I was drunk in the bathtub, struggling to recall how many pills I had choked down.
"There’s the warning they need in those pharmaceutical ads on TV!” I wheezed. “'Could be difficult to count when trying to end it all. Ask your doctor if you're healthy enough to end it all.'"
The missus, perched like a tyrant queen atop the toilet, zoomed her little video camera up in my face. "You're barely making sense," she shrieked. "If those were your last words, they were all garbled. Try again, Herman — and don’t slur!"
I pulled myself together the best I could, grinned big for my afterlife audience.
"How do I look?" I wanted to know. "If I’m all smeared, you can tell me. Seriously."

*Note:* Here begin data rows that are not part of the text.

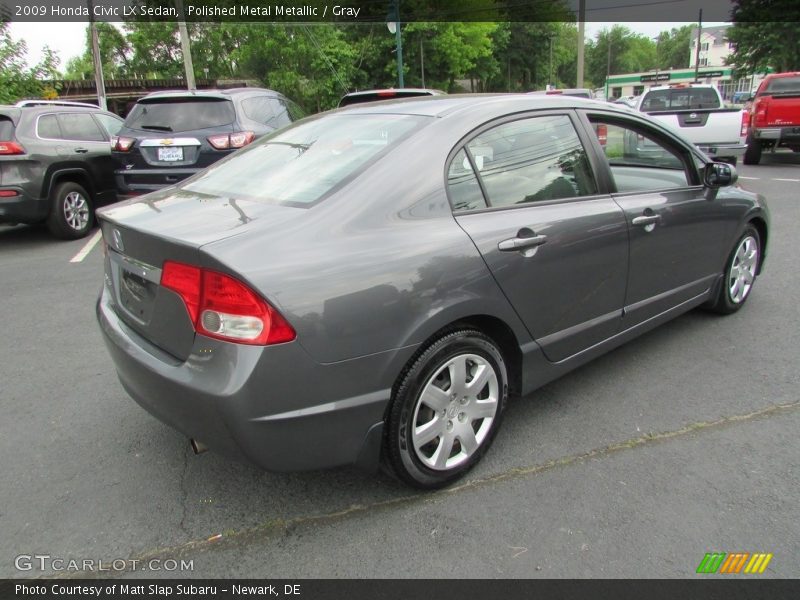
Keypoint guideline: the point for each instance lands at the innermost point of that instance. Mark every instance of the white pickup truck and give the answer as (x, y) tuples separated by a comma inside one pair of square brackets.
[(698, 114)]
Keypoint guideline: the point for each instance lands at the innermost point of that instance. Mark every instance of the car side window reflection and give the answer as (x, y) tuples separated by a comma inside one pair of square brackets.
[(639, 162), (465, 192), (532, 160)]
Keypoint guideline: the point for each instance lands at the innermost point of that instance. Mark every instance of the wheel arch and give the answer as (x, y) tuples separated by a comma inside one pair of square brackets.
[(493, 327), (73, 175), (763, 233)]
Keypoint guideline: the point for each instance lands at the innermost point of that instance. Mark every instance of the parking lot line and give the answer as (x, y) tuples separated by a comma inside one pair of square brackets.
[(87, 247)]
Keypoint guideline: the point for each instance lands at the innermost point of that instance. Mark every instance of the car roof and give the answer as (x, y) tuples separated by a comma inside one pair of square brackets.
[(441, 106), (225, 94), (16, 112)]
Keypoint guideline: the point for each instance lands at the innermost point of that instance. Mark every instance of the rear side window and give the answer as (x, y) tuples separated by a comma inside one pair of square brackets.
[(783, 85), (81, 127), (680, 99), (181, 114), (48, 127), (6, 129), (532, 160), (298, 166), (112, 125)]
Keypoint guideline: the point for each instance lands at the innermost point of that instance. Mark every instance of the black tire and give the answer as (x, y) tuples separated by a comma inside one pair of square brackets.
[(71, 211), (463, 410), (725, 302), (752, 156)]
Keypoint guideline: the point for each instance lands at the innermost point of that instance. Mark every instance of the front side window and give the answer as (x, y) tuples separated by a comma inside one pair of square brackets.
[(640, 160), (300, 165), (462, 184), (532, 160), (81, 127)]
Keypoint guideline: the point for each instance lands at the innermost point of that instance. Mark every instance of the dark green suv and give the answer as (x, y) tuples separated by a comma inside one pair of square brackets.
[(55, 164)]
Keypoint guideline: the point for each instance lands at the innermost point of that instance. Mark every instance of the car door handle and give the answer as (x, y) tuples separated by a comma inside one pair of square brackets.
[(646, 220), (521, 243)]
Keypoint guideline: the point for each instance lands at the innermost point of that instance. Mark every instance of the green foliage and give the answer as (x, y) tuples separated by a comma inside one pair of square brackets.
[(629, 53), (17, 79), (765, 34)]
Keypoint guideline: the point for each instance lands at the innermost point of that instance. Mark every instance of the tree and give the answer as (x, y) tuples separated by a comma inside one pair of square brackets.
[(629, 53), (115, 55), (17, 79), (765, 34)]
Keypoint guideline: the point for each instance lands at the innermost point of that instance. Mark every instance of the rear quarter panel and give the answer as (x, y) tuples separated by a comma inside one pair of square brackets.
[(380, 265)]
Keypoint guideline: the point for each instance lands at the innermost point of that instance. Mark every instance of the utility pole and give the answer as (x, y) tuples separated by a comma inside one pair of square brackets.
[(581, 23), (394, 27), (658, 40), (422, 59), (608, 61), (185, 48), (697, 50), (99, 82)]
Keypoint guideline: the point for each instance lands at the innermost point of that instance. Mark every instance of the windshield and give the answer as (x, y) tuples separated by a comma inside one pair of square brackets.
[(180, 114), (783, 85), (301, 164), (680, 99)]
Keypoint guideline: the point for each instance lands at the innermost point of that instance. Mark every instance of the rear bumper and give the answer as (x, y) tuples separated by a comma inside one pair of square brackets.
[(724, 150), (22, 208), (271, 406), (141, 181), (781, 135)]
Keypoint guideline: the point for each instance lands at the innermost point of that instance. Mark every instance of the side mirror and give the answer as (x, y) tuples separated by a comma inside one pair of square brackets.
[(719, 175)]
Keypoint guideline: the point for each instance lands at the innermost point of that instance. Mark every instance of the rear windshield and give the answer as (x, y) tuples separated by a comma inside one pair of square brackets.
[(680, 99), (783, 85), (301, 164), (359, 97), (180, 114), (6, 129)]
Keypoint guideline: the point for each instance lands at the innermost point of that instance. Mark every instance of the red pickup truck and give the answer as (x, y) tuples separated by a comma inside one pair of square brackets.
[(774, 116)]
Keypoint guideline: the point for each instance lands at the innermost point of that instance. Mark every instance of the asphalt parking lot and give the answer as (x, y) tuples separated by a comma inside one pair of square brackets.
[(680, 443)]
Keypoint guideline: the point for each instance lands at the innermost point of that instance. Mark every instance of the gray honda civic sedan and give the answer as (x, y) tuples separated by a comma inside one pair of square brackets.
[(369, 285)]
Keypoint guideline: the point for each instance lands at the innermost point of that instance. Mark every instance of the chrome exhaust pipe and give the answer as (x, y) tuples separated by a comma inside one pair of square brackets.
[(198, 447)]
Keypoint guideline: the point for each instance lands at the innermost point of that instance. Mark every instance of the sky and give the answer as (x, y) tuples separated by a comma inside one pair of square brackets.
[(69, 39)]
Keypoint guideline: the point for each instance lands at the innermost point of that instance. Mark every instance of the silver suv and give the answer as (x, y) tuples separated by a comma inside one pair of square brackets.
[(56, 165)]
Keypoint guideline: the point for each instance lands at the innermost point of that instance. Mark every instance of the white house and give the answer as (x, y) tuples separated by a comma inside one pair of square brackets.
[(714, 46)]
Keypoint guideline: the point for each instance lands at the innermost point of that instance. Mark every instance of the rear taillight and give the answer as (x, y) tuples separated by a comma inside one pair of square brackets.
[(122, 144), (231, 140), (745, 124), (225, 308), (7, 148), (760, 111), (602, 134)]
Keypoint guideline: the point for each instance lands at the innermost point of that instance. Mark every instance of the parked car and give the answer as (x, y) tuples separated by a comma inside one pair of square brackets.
[(386, 94), (374, 282), (55, 164), (774, 117), (629, 101), (577, 92), (169, 136), (697, 112)]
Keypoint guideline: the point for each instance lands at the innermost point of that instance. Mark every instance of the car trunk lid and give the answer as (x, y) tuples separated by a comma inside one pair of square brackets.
[(141, 234)]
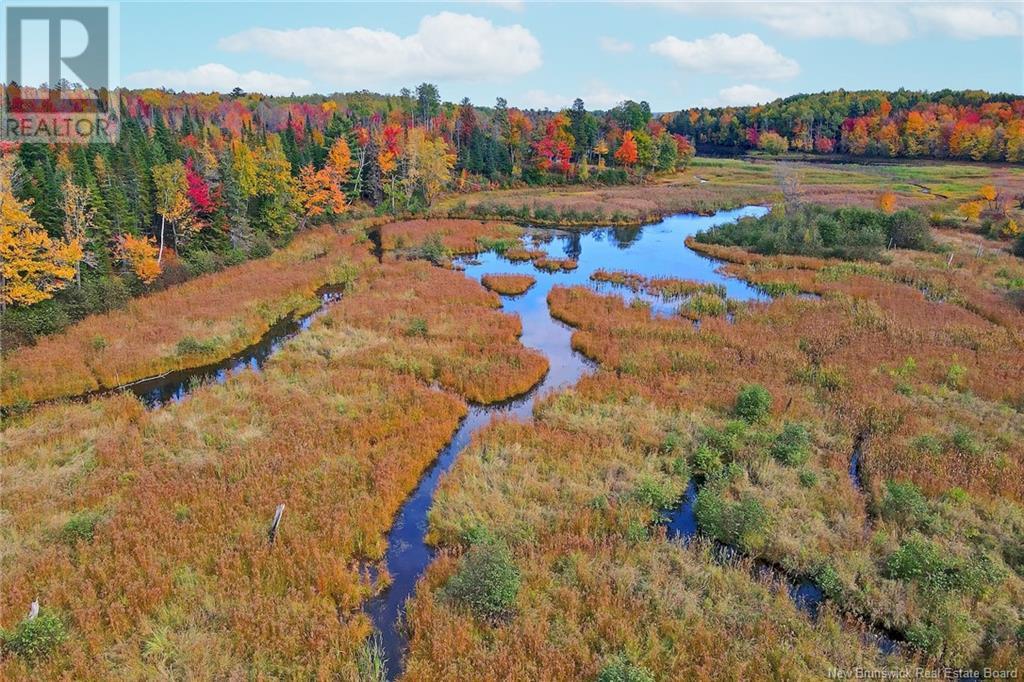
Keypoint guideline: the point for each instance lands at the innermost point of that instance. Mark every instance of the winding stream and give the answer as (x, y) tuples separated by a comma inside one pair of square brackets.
[(173, 386), (654, 250)]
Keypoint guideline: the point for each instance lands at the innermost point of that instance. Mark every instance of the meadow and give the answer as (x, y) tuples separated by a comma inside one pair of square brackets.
[(910, 363), (144, 533), (712, 184)]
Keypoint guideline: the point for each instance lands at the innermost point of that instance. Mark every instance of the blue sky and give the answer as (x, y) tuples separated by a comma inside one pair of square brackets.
[(673, 54)]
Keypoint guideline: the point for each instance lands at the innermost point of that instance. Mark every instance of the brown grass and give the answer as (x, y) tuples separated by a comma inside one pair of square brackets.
[(508, 285), (459, 237), (222, 312), (178, 579)]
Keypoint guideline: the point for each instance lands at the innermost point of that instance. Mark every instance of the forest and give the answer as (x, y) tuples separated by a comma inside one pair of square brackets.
[(369, 387), (200, 181)]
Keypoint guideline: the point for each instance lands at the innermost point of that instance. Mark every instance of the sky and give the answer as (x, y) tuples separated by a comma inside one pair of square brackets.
[(545, 54)]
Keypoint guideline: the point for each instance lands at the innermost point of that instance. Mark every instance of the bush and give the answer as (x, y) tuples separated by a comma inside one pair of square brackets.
[(37, 638), (189, 346), (80, 527), (704, 304), (726, 440), (909, 229), (827, 579), (753, 403), (487, 582), (653, 495), (741, 524), (707, 461), (621, 670), (904, 504), (924, 562), (793, 445), (417, 327), (820, 231), (433, 249)]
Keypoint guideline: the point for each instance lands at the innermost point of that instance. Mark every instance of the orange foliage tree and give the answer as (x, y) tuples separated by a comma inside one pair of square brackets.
[(141, 255), (887, 202), (627, 152)]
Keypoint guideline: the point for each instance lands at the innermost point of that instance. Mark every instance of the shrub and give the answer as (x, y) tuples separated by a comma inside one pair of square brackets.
[(487, 582), (653, 494), (433, 250), (753, 403), (817, 230), (904, 504), (909, 229), (189, 346), (793, 445), (808, 478), (964, 441), (741, 524), (80, 527), (726, 440), (925, 637), (827, 579), (417, 327), (924, 562), (621, 670), (704, 304), (955, 377), (707, 461), (36, 638)]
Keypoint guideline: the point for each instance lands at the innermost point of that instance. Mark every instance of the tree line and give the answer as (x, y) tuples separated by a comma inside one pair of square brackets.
[(948, 124), (200, 181)]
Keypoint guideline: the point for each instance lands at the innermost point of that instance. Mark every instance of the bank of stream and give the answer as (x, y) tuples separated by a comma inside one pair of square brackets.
[(652, 251)]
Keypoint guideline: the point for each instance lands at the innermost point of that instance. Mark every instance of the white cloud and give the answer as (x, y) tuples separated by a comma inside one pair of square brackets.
[(614, 45), (595, 95), (512, 5), (970, 22), (445, 46), (735, 55), (218, 78), (868, 22), (742, 95)]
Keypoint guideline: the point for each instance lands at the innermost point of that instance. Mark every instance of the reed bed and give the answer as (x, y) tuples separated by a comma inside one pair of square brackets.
[(458, 237), (146, 530), (188, 325), (508, 285), (930, 386)]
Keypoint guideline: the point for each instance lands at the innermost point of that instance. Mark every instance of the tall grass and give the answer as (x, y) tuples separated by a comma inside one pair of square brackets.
[(196, 323), (146, 530)]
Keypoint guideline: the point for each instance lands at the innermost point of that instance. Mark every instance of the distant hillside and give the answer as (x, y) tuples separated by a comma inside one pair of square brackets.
[(956, 124)]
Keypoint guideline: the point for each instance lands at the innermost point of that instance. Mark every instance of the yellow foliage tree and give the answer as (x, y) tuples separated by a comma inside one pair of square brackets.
[(140, 255), (172, 198), (318, 192), (887, 202), (970, 210), (32, 265), (78, 218)]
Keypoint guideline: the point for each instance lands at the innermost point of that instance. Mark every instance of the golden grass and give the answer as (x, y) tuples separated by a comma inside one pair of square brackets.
[(221, 312), (574, 493), (178, 579), (459, 237), (508, 285)]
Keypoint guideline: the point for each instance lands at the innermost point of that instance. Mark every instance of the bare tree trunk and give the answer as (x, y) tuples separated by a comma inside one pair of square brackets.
[(160, 255)]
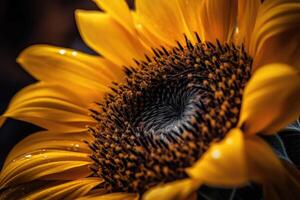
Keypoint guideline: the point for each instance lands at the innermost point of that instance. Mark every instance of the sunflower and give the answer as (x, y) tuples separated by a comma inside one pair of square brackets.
[(178, 99)]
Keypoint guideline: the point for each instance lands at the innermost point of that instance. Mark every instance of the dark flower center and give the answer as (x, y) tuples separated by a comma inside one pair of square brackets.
[(166, 114)]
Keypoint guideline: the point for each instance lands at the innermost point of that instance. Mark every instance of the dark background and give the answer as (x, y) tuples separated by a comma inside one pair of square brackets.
[(27, 22), (24, 23)]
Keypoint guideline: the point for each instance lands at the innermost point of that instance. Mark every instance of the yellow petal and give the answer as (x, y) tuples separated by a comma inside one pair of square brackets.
[(191, 13), (145, 35), (45, 164), (105, 35), (111, 196), (279, 180), (69, 190), (49, 106), (271, 99), (247, 13), (66, 66), (224, 164), (182, 189), (119, 10), (48, 140), (276, 33), (163, 19), (219, 19)]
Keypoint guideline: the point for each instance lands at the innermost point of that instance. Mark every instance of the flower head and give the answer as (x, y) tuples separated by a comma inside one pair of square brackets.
[(175, 101)]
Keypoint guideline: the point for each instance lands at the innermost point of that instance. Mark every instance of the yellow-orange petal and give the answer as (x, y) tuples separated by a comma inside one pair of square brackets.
[(247, 13), (219, 19), (224, 164), (45, 165), (114, 43), (111, 196), (275, 37), (271, 99), (279, 180), (182, 189), (49, 140), (190, 10), (69, 190), (49, 106), (119, 10), (163, 19), (67, 66)]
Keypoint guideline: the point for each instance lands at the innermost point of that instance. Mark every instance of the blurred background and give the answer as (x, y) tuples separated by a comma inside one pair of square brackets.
[(24, 23)]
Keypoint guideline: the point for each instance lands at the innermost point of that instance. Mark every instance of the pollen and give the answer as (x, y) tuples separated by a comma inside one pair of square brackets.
[(168, 111)]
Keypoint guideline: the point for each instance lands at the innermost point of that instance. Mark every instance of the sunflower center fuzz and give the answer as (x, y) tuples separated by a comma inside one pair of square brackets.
[(166, 114)]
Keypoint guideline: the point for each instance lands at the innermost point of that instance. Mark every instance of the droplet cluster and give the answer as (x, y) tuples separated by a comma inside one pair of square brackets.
[(171, 107)]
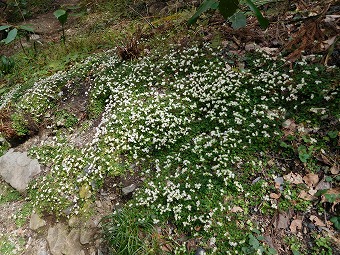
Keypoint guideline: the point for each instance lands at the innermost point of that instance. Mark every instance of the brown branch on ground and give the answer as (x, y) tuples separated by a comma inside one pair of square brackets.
[(308, 38)]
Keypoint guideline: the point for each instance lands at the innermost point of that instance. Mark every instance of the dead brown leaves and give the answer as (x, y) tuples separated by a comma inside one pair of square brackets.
[(317, 32)]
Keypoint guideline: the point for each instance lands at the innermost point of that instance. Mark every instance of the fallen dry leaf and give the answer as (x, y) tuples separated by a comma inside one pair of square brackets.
[(295, 225), (293, 178), (335, 169), (333, 194), (323, 185), (305, 196), (328, 43), (312, 191), (317, 221), (282, 221), (311, 179), (324, 159), (275, 196), (289, 127), (236, 209)]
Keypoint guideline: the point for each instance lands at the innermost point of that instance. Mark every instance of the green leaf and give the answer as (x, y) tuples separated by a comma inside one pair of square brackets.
[(228, 7), (271, 251), (264, 23), (238, 20), (206, 5), (253, 242), (336, 222), (284, 145), (303, 155), (11, 36), (4, 27), (27, 27), (61, 15), (320, 192), (328, 179), (331, 198), (295, 252), (332, 134)]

"Oh, you’re always serious, Herman. I tried to warn you the Jacobson kid's party was not the place to go following your muse. Balloon animals and magic tricks, Herman. That’s what parents are paying for. No more, no less. Nobody gives a shit you consider this clown business your artistic calling. Life’s too short for such nonsense.”
I nodded, or attempted to.
“Think about this, Herman. I’ll never be able to show my face around town again! And those children — those poor children will never be the same!"
The bitch was right, of course. But a lot of people are never the same every day.
More often than not, it doesn’t kill them. They survive.
I survived, too. Somehow.
Because the next thing I remember, I was naked out in the front yard bushes. Beneath pink-orange streetlights. Puking up everything except my grease paint and wig.